台湾留学時代に出会った友人であるみなと君から台湾のお菓子をいただきました。台湾でも大変お世話になった優しい彼。ありがとうね。
また雑談中に「日本でディープな日本文化に触れたい」との要望を受け「南宮大社の例大祭で一緒に神輿をつる(担ぐ)」ことを提案しました。
いつぶりかな。大学で山田君に会いました。卒業論文執筆に関する対話を行いました。学部の4年間を締めくくる論文として有終の美を飾って欲しいですね。完成&読むのが楽しみだな
明日は「Business Communication」という講義。そこで「おすすめの本」を紹介するという課題が出されました。てなことで、私は市川沙央(2023)『ハンチバック』を推薦しようと思います。
そうそう。山田君と雑談していると、中国語演習で共に学んだ学生さんが私に気がついて話し掛けてくれました。「ブログ読んでいます」と彼女。こりゃあ、望外の喜びですな…。
【市川沙央(2023)『ハンチバック』】
論文や専門書の精読で、小説を手に取ることに時間的な制約がある私は、信頼性と話題性の観点から「芥川賞」受賞作品を読むことにしている。
大学3年生の春から専門演習(ゼミ)が始まり、大量の書籍と対峙するようになった私は、「本を読むこと」への心理的な障害が徐々に薄れていった。
確かに、図鑑や歴史漫画が好きな少年であったが、好んで読書をするタイプではなかった。初めて最後の頁まで読み終えたのは、島田洋七(1987)『がばいばあちゃん』であった。
そして、初めて手に取った芥川賞作品は、これまた話題性に富んだ又吉直樹(2015)『火花』であった。発表、そして受賞当時は「ああ、お笑い芸人の人が書いた本が芥川賞受賞したんや。」としか思っておらず、読むことは無かった。その後、発表からかれこれ7、8年が経過した頃にようやく手にした。
以後、年に2回の受賞作品発表の後、受賞作品を岐阜駅の本屋さんにて、電車待ちの間に購入するようになった。尤も、最近は本屋さんの方が先に寝てしまうがね。

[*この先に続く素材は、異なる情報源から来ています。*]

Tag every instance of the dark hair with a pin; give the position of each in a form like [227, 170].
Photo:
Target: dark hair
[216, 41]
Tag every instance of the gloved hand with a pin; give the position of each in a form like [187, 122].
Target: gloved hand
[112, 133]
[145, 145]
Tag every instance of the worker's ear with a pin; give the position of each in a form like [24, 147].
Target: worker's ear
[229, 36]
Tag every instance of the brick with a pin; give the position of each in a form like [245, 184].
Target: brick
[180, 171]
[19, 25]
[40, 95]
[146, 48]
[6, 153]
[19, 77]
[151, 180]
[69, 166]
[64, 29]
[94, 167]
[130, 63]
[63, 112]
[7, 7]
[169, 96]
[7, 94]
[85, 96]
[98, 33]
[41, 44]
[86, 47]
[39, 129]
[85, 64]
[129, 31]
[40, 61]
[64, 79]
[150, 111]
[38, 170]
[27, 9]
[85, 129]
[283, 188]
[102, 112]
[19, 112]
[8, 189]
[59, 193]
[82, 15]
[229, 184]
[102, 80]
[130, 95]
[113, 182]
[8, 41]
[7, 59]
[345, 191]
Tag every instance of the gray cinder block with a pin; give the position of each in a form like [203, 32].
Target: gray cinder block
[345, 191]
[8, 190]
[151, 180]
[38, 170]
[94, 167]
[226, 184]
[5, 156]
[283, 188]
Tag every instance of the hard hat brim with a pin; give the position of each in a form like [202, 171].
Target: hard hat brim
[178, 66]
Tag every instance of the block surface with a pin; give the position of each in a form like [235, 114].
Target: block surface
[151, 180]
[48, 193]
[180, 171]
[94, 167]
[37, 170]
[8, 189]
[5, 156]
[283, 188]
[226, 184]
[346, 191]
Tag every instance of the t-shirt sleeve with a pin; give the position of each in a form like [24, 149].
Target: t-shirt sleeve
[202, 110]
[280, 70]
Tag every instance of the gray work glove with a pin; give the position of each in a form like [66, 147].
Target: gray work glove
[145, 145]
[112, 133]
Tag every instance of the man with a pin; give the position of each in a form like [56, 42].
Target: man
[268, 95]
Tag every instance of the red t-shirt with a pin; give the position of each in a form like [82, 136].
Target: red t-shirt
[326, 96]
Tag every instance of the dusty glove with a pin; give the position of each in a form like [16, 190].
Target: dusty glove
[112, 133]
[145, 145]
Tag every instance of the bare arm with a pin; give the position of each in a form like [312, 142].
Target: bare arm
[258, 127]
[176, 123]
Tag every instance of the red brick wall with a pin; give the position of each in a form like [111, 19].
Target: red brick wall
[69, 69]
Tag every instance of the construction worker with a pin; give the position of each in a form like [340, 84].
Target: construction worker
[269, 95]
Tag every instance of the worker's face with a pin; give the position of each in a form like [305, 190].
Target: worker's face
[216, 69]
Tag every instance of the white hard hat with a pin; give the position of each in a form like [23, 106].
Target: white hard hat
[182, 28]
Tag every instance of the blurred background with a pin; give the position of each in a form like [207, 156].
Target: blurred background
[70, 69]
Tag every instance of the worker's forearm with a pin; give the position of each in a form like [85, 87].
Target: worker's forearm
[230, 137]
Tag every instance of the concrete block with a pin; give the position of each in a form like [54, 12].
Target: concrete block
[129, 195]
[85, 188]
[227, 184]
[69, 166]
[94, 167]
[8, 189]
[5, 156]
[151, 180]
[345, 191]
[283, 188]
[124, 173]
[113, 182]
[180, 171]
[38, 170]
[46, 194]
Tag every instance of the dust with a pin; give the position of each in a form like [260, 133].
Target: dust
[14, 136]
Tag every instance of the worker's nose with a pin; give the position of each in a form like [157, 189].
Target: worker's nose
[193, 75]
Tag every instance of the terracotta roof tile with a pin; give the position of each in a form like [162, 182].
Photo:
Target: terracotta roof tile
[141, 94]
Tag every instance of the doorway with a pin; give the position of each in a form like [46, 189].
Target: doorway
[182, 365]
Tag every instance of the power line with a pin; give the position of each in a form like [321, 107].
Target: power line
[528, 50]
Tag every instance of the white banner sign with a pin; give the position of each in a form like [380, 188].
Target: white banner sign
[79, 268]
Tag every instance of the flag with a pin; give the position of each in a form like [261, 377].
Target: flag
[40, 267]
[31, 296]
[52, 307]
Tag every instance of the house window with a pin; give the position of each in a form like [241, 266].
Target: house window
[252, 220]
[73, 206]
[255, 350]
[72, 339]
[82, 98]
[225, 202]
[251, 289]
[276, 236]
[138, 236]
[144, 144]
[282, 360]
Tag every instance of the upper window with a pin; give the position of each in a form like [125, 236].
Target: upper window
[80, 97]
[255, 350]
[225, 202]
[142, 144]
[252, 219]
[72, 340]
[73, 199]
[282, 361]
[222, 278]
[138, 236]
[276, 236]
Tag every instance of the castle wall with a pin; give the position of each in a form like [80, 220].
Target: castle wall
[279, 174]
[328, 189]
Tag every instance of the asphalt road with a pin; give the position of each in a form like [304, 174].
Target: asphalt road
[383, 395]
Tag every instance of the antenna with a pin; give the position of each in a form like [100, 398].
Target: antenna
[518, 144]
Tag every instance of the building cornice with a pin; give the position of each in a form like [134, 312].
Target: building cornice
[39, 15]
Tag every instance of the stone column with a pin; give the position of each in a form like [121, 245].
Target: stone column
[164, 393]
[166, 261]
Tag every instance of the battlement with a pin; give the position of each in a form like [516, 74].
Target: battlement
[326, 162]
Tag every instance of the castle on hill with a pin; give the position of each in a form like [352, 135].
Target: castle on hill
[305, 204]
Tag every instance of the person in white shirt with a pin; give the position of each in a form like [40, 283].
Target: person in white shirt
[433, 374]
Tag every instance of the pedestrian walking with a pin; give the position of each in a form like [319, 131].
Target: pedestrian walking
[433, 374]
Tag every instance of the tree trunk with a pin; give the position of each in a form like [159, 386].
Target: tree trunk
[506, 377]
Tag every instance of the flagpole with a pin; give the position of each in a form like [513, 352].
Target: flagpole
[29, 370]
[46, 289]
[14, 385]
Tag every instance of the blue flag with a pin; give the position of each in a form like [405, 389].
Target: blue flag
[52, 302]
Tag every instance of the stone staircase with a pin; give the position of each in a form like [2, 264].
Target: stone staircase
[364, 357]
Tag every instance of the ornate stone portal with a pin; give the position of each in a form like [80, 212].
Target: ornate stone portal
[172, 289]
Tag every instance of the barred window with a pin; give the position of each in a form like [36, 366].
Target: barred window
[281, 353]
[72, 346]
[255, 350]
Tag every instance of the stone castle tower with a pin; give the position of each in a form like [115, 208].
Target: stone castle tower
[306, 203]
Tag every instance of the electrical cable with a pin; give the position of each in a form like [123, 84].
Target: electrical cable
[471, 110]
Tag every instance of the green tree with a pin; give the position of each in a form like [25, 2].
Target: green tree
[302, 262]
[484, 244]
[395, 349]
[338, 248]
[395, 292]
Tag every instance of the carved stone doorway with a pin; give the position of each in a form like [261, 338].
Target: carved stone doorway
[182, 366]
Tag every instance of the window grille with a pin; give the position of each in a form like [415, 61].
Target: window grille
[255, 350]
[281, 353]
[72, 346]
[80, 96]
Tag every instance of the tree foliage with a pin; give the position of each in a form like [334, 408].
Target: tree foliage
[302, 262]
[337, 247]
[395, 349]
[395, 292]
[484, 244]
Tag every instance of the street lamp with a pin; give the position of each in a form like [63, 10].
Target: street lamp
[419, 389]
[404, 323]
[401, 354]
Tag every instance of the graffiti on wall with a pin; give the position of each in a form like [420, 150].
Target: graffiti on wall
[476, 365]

私にとって小説を読むこととは「論理性」や「ファクト」、「意義」などという、ある種の学術的息苦しさからの解放であり、また逃避である。そして、文学的な「表現」や「美」という底なし沼に頭の先から落っこちてしまって(いや、でもまだ髪の毛があるから、先に着くのは髪先かもしれない)、でも何故か心地よくて抜け出そうともせず、気が付くとまあ、逆上せている。まあ、ご承知の通り、私が小説を読む場所は大抵の場合、お風呂場であり、また浴槽であるから。
私の社会的あるいは文化的資本という養分を渇望せんとする、一方で傲慢な、一方で生理的な欲求が満たされていく。
そして『火花』に続いて読んだのが、市川沙央(2023)『ハンチバック』であった。余談であるが、その次は九段理江(2024)『東京都同情塔』、朝比奈秋(2024)『サンショウウオの四十九日』と続いた。個性的なんて言葉では表現のしようがないほどの特異性がそれぞれにあった。なお、石原慎太郎(1955)『太陽の季節』、松永K三蔵(2024)『バリ山行』、鈴木結生(2025)『ゲーテはすべてを言った』は積読もしくは読んでいる途中であり、また温室に旅行しようと思う。
市川沙央(2023)『ハンチバック』には、「5つの健常性」なる鍵概念がある。そして、その鍵は怒りから精錬されていて、触ろうものなら火傷してしまう。いや、火傷では済まないだろう。
その「5つの健常性」とは①目が見えること、②本が持てること、③ページがめくれること、④読書姿勢が保てること、⑤書店へ自由に買いにいけることである。そして、それは主人公が憎んでいることであり、また私は傲慢になった。この「読書」の特権性に気が付いたとき、市川沙央(2023)『ハンチバック』の虜になり、また逆上せた。